Wann spürten Sie, dass Sie für beides, Musik und Kunst, großes Talent haben?

Als Kind weiß man das nicht, ob man Talent hat oder nicht, sondern wird auf den richtigen oder falschen Weg gelenkt. Ich bezeichne mich selbst als Spätzünder, denn ich habe mit allem zu spät angefangen, mit der Geige sowieso, da war ich elf, was sehr ungewöhnlich spät ist. Dann wollte ich Fußball spielen, was wiederum meine Mutter verboten hat wegen der Verletzungsgefahr für die Finger. Als ich später mit Fußball anfing, war ich 35. Bildende Kunst und Kultur haben in unserer Familie immer eine große Rolle gespielt. Museumsbesuche waren eine Strafe. Dafür bin ich meinen Eltern unendlich dankbar.

Dennoch ging‘s erst in Richtung Musik?

Mein Hauptleben besteht natürlich aus Tönen, aus Musik, aus Kontakt mit Publikum. Ich fühle mich sehr wohl auf der Bühne, das habe ich von Anfang an gespürt. Das ist ein großer Vorteil für jemand, der diesen Beruf ausüben möchte, dass er keine Angst hat. Mit der Zeit lernt man nicht nur neue Menschen, sondern auch neue Musik kennen, es gibt tonnenweise Musik, die kein normaler Mensch in einem Leben schaffen kann. Ich habe enormes Glück gehabt, dass ich so viel berührt habe in der Musik, entweder als Solist, als Kammermusiker, als Pädagoge, vor allem als Orchestermusiker und als Dirigent. Und trotzdem fühle ich mich oft als Anfänger, wenn mich die Musik nicht berührt. Das andere Extrem ist mein Lieblingskomponist Richard Wagner.

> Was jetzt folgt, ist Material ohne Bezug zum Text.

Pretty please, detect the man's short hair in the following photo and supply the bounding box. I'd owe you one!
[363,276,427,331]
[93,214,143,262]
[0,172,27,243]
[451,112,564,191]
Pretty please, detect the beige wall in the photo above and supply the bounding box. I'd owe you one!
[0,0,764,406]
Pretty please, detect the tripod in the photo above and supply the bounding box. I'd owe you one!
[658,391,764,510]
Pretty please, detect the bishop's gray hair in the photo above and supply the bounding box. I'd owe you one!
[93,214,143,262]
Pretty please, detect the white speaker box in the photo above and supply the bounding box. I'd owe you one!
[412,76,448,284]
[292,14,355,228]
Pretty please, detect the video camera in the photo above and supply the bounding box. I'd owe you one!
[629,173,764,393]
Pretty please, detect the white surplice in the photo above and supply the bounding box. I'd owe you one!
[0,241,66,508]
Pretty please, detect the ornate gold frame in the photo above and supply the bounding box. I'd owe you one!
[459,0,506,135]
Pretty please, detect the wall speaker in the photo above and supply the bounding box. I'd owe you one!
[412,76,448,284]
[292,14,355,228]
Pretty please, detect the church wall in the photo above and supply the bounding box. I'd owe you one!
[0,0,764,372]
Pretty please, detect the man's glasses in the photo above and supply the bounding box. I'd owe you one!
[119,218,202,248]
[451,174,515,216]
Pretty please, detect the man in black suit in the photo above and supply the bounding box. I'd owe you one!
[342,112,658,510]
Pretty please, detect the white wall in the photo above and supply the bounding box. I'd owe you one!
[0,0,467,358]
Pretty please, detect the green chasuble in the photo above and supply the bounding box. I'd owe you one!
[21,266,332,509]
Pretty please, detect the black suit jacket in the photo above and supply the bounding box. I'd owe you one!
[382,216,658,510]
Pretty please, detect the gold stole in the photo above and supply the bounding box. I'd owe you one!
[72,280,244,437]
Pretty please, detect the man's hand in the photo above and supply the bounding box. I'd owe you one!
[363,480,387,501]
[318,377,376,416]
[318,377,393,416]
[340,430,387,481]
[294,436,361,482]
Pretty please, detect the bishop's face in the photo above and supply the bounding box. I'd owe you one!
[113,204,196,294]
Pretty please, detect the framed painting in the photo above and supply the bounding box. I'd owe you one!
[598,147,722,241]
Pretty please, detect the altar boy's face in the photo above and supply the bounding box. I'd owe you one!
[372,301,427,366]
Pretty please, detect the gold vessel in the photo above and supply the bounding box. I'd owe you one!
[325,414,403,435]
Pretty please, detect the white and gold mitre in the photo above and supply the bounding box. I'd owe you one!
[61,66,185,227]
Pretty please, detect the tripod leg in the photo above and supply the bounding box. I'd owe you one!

Was ist für Sie das Faszinierende an Wagners Musik?

Nun, ich sprach von neuer Musik, von neuen Welten: Wagner spiele ich seit Jahren, immer wieder dieselben Stücke – und ich entdecke immer wieder was Neues. Das ist für mich das Faszinierende an Bayreuth und offenbar auch für andere Menschen, die freiwillig nach Bayreuth kommen, in diese wunderschöne, kleine Provinzstadt. Sie setzen sich in dieses Festspielhaus und hören unendlich lange, aber wunderschöne ,Meistersinger‘ bei vierzig Grad.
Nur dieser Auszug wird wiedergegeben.